Gli impegni lavorativi e famigliari, la quotidianità con i suoi ritmi sempre più veloci, le nevrosi altrui che inevitabilmente si riversano anche su chi gli passa accanto, portano ad accumulare stress che finiscono per contaminare pesantemente la mente e, di conseguenza, ad intossicare il corpo. Sempre più persone soffrono di ansia, attacchi di panico, depressione, nervosismo generalizzato e tutto ciò influisce sulle capacità lavorative e relazionali. E qui si innesca il classico cane che si morde la coda. Prima di ricorrere a farmaci conviene provare con metodi di rilassamento naturali, tra i quali pare eccellere per efficacia la meditazione. Contrariamente a quanto pensano alcuni, iniziare a meditare non significa “tradire” il proprio credo religioso. E’ vero che questa pratica deriva in origine dall’insegnamento buddista, ma è altrettanto vero che ormai viene insegnata a tutti e non prevede di adottare principi avulsi o in opposizione ad altre religioni.
La meditazione può essere effettuata nella comodità di casa, anche se per impararne il metodo corretto è consigliabile seguire almeno qualche lezione da un bravo maestro. Ormai vi sono molti corsi di meditazione “laica” ed il loro costo è solitamente contenuto.
Meditare significa trovare una via per rilassare corpo e mente, ma anche per avere una visione più profonda del proprio essere, e quindi imparare a stemperare le risposte violente e rabbiose agli stimoli più fastidiosi. Certo, non ci si può aspettare di ottenere ottimi risultati già dalle prime volte, così come non si può pretendere di raggiungere la serenità meditando solo ogni tanto. La meditazione non è un farmaco che si assume al bisogno, ma richiede costanza. Così come non è vero che basta sedersi al buio con le gambe incrociate per meditare.

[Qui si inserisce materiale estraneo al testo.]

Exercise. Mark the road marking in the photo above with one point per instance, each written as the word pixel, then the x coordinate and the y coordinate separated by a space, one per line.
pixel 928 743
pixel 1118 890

Innanzitutto, la meditazione richiede di imparare a respirare. Anche se questa ci sembra un’operazione elementare, di fatto sono pochi coloro che sanno respirare correttamente, ossia con respiri profondi ed eseguiti “di pancia”. Inoltre è importante assumere una posizione corretta: non è obbligatorio sapere adottare alla perfezione la posizione del loto. Infatti, si può meditare anche camminando, seduti su una sedia o sdraiati. L’importante è mantenere la schiene ben eretta senza sforzare i muscoli (tenere la posizione non deve essere fonte di dolore, altrimenti tutto il beneficio si perde). Le spalle devono essere morbide, l’ambiente circostante non deve portare distrazioni. L’ideale è tenere gli occhi chiusi o fissare una parete vuota. La cosa più difficile è non farsi trascinare dalla miriade di pensieri che, soprattutto nei primi tempi, non permettono di concentrarsi sulla respirazione e sul corpo. Inoltre, è importantissimo meditare ogni giorno almeno un quarto d’ora. L’ideale è farlo al mattino, prima di affrontare la giornata, ma anche la sera è un buon momento (si consiglia un pasto leggero prima della pratica). Per esperienza personale, posso affermare che la meditazione è veramente utile per rilassarsi. I vantaggi sono molti, gli svantaggi nulli (non c’è pericolo che faccia male, al massimo vi parrà di non notare alcun cambiamento). Non ho dubbi, la consiglio a tutti.